Estava fundado o Albergue, recebendo desde logo 14 pobres. Em dezembro do mesmo ano recolhia já 27.

Continuando a afluir os donativos, a Conferência foi alargando o quadro dos seus pobres, sendo já 32, em dezembro de 1902, os sustentados por esta instituição. Desde logo começou a Conferência a empenhar-se por entregar o Albergue às Irmãzinhas dos Pobres porque só elas poderiam dirigi-lo e desenvolvê-lo vantajosamente. Removidas todas as dificuldades, viu a Conferência coroados os seus esforços do melhor êxito, porque em 10 de junho de 1902 chegava à Covilhã um grupo de irmãzinhas que foram recebidas festivamente pela população covilhanense.

No dia aprazado para a sua chegada, sem convite especial da Conferência, eram as boas Irmãzinhas esperadas na estação por numerosas damas e cavalheiros, que lhes oferecendo uma carruagem, as acompanharam até ao edifício do Albergue. O Albergue esteve no princípio instalado numa casa em frente da Igreja de S. Martinho e em seguida na casa chamada dos doutores Grainhas, que então pertencia a esse sobrinho Padre Francisco de Sales B. Grainha, S.J. Foi par aqui que vieram as Irmãzinhas dos Pobres e permaneceram durante mais de dois anos até que puderam comprar aos herdeiros Marques de Paiva o belo edifício, donde as expulsaram em 1910 e onde atualmente se encontra ainda o Albergue. Ali foram aguardadas pelo povo que as aclamou. E entrando na capela, foram surpreendidas pela chuva de flores que caia dos coros.

Cantou-se uma missa solene e o Te-Deum. E em seguida apresentaram-lhes os velhinhos albergados, a quem encheram de carinhos e mimos.

Poucos dias depois da sua instalação, admitiam mais velhinhos, que em breves dias chegavam a 45 e depois quase duplicaram”.

No dia da sua chegada, foi-lhes entregue a quantia de 400$000 – todo o saldo que a Conferência então possuía – pelo seu tesoureiro, Alexandre P. Espiga.

Quando em 1908 se celebraram as Bodas de Diamante das Conferências de S. Vicente de Paulo, havia na Covilhã um Conselho Particular, que já abrangia na sua circunscrição três Conferências: a de Nª Sª de Lourdes, a da Imaculada Conceição, fundada em 19 de março de 1903 e a de S. Pedro inaugurada em 29 de junho de 1905. Em S. Martinho só em 1911 se fundou uma Conferência agregada em 22 de maio desse ano.

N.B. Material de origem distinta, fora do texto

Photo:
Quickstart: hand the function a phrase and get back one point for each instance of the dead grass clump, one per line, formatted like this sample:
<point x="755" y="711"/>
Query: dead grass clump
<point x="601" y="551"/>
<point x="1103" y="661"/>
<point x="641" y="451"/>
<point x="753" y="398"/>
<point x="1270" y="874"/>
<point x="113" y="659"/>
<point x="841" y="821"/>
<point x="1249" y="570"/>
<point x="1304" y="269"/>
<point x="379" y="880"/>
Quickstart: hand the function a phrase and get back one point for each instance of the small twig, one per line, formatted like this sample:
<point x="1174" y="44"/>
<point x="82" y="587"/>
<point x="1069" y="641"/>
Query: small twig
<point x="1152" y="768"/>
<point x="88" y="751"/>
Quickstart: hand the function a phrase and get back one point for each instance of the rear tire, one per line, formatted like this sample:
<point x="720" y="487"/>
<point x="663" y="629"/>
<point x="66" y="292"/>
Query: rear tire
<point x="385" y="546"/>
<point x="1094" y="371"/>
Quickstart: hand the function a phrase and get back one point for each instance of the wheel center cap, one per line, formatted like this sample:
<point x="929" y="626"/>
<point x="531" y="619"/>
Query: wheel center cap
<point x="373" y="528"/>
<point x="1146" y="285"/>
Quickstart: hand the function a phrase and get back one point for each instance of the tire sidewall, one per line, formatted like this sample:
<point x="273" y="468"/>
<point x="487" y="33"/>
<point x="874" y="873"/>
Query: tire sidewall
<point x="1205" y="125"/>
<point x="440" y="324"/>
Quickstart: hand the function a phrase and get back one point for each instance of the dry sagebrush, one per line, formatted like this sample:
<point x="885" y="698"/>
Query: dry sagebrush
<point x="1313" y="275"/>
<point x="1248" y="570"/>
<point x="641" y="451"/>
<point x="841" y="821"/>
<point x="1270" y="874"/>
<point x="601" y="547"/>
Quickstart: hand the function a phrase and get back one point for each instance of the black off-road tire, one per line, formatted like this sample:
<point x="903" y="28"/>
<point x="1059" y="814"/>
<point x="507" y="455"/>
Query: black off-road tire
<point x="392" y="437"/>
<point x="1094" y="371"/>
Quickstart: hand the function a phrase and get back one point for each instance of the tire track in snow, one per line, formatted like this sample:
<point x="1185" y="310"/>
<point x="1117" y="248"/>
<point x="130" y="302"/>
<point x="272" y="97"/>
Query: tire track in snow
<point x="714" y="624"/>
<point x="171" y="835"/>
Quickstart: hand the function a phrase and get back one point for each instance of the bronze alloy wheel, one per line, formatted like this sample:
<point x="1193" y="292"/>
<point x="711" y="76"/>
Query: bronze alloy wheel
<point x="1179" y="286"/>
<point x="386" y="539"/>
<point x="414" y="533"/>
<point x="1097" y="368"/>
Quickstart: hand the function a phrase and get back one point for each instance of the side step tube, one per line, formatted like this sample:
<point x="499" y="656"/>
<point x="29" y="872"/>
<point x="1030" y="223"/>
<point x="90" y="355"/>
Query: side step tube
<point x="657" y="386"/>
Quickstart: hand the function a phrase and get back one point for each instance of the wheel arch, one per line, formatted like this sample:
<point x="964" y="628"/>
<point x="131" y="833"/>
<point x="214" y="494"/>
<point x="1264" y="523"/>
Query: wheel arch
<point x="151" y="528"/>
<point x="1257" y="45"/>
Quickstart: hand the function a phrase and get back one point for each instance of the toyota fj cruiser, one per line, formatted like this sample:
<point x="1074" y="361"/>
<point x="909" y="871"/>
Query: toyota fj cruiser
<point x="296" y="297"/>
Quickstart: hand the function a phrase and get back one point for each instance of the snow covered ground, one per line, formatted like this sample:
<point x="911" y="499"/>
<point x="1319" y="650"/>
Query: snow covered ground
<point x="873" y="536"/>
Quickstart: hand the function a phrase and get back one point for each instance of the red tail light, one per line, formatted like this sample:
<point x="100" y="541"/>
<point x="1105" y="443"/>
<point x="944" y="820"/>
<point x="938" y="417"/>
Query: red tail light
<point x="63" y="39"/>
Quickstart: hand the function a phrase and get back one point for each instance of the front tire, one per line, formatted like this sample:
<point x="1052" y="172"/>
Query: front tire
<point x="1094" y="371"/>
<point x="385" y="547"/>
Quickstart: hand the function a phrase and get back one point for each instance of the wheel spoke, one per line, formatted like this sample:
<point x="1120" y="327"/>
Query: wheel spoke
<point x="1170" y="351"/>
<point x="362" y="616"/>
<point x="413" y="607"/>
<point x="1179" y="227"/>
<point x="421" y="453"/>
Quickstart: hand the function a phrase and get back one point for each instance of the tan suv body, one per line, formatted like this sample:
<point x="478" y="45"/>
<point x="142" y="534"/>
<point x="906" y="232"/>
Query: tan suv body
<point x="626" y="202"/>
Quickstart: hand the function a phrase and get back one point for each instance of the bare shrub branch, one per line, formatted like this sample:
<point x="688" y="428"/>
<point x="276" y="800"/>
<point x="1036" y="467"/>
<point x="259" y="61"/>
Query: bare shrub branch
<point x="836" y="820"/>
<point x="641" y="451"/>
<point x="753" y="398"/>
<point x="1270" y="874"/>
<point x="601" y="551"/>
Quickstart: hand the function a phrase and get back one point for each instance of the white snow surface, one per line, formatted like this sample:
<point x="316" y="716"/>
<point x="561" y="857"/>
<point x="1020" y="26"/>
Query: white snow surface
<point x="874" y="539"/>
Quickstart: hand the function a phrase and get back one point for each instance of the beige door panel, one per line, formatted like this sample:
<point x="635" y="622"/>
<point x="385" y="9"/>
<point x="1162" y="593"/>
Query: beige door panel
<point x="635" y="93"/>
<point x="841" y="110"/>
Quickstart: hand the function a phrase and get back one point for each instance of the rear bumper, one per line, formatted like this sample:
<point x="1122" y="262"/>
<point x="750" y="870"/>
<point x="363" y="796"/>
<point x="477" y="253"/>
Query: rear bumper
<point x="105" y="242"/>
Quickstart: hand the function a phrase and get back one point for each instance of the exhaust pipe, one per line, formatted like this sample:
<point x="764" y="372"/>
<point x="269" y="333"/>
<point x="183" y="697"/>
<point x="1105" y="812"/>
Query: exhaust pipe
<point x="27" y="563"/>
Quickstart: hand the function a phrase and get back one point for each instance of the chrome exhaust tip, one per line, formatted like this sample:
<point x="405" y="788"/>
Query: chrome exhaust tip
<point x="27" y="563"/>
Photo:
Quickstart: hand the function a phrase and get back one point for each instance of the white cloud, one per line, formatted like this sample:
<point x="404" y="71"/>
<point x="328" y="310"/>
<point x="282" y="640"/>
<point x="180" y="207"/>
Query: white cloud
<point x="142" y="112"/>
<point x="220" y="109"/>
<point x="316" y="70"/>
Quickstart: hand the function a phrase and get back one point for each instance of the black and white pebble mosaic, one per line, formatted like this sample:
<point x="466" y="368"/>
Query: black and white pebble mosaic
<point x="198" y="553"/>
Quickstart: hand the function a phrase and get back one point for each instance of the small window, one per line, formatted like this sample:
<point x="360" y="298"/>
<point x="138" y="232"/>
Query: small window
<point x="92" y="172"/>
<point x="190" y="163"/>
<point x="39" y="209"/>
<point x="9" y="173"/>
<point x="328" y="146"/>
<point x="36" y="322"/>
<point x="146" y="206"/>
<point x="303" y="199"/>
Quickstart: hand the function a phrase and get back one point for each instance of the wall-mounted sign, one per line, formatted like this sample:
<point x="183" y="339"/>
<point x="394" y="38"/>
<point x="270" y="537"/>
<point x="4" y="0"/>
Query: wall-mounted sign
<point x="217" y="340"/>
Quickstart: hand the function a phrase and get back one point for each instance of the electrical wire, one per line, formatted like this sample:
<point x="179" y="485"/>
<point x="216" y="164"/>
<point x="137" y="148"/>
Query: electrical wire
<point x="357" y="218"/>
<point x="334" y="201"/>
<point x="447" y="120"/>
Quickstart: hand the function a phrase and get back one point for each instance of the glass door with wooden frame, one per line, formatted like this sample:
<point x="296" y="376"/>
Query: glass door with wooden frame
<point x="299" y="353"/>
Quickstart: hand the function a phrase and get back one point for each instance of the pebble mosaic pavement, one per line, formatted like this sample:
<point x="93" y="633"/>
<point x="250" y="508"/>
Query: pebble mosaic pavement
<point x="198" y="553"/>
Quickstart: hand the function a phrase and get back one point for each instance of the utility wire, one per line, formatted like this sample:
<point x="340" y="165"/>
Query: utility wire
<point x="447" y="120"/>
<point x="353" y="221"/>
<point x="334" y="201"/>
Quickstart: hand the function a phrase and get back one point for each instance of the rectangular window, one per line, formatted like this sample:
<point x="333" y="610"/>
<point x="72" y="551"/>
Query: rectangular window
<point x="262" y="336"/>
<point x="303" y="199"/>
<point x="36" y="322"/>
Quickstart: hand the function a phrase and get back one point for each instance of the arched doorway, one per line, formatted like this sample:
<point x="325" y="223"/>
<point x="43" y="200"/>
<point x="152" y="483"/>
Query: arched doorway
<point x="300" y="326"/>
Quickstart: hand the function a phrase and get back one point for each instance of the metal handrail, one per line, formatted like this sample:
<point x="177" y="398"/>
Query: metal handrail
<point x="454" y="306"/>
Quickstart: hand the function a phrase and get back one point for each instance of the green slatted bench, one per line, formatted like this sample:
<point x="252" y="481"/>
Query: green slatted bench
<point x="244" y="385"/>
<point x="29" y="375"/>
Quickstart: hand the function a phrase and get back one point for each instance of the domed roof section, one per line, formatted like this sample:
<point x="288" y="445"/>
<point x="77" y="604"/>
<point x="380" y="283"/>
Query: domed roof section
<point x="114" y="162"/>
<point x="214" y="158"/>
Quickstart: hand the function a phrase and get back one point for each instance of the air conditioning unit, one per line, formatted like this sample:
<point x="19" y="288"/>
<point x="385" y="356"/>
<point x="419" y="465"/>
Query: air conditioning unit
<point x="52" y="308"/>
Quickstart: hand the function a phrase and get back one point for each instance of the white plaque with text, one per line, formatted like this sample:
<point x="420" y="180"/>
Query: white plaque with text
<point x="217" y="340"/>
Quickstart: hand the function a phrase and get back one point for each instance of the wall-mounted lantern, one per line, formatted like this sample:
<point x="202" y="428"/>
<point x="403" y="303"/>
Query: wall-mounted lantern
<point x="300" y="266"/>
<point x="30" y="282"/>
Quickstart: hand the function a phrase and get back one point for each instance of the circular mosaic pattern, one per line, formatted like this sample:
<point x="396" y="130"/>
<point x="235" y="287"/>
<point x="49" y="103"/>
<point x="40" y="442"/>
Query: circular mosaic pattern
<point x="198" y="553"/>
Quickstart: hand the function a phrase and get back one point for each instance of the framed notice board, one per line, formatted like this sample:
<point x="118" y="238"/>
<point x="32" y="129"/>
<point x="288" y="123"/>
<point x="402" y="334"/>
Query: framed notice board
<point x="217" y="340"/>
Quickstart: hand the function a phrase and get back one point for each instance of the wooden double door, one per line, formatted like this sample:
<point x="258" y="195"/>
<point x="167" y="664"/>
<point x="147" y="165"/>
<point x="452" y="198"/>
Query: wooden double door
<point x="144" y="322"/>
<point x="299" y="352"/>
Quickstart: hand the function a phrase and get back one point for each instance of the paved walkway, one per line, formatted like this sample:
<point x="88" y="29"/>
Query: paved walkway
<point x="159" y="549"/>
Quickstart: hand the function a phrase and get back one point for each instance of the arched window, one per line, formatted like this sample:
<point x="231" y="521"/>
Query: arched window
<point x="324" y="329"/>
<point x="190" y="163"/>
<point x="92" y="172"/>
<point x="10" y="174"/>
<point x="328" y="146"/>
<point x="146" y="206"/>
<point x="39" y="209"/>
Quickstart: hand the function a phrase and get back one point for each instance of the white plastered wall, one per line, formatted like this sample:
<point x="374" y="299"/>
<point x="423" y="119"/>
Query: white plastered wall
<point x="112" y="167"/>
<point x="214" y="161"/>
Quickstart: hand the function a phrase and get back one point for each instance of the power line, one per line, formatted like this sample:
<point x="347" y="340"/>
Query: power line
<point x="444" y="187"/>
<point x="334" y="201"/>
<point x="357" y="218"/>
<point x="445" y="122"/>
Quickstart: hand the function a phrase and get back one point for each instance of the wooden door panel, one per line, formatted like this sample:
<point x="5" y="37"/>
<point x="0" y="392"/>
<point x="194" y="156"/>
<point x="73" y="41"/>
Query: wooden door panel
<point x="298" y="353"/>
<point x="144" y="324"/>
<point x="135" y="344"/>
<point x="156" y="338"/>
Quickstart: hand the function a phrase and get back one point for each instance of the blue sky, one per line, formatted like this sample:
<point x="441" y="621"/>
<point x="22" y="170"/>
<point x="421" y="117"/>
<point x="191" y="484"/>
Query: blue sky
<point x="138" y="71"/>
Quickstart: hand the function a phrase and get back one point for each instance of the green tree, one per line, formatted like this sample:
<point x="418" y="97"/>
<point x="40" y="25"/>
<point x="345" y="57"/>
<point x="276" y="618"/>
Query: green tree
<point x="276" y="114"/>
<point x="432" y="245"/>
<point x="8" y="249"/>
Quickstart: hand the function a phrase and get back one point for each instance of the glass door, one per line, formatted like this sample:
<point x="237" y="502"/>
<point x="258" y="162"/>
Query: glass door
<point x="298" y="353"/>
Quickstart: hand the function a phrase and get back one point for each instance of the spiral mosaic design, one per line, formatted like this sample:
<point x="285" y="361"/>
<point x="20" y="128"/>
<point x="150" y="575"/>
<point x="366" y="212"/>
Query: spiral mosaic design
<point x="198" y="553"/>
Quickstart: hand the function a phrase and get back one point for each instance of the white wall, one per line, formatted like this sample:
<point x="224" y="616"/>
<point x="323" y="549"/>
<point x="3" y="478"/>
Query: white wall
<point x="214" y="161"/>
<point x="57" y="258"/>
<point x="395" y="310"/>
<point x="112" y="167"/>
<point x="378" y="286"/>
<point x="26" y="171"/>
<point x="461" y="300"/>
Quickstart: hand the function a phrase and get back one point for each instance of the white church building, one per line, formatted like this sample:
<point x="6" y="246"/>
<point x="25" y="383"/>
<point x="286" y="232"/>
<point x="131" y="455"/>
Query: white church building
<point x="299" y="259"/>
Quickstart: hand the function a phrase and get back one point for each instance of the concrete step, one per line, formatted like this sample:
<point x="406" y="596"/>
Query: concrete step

Estas Conferências, onde sempre viveu o espírito de S. Vicente de Paulo e a boa doutrina de Ozanam, ressentiram-se, contudo, nas perturbações religiosas e sociais que acarretou o movimento revolucionário de 1910, e em 4 de janeiro de 1920 foi resolvido reunir numa só as 4 Conferências da cidade. Organizou-se nessa ocasião a “Agremiação de Recreio e Beneficência” que no artº. 2.º dos seus estatutos preceitua: “que auxiliará obras de beneficência e caridade na medida da sua capacidade moral e intelectual, tendo sempre um especial carinho para as Conferências de S. Vicente de Paulo.” Nomeou-se então uma Comissão provisória; mas a vida da Conferência continuou débil e precária até maio de 1922, em que se elegeu uma nova Comissão, que procurou dar-lhe alento e desenvolvê-la, e principalmente angariar novos sócios – conseguindo esse desiderato a ponto de em fevereiro de 1924 se poder desdobrar de novo em quatro, correspondentes às freguesias da Cidade.

Foi durante esta gerência que se pensou em fundar um Pavilhão para tratamento da tuberculose anexo ao Hospital.

Se é verdade que cada Conferência tem a sua vida própria, é igualmente certo que se encontram ligadas pelo mesmo laço, o Conselho Particular, atualmente designado Conselho de Zona, que orienta e conjuga os seus esforços, e não podem ser indiferentes, como ramos do mesmo tronco, indicadas na mesma salutar aspiração.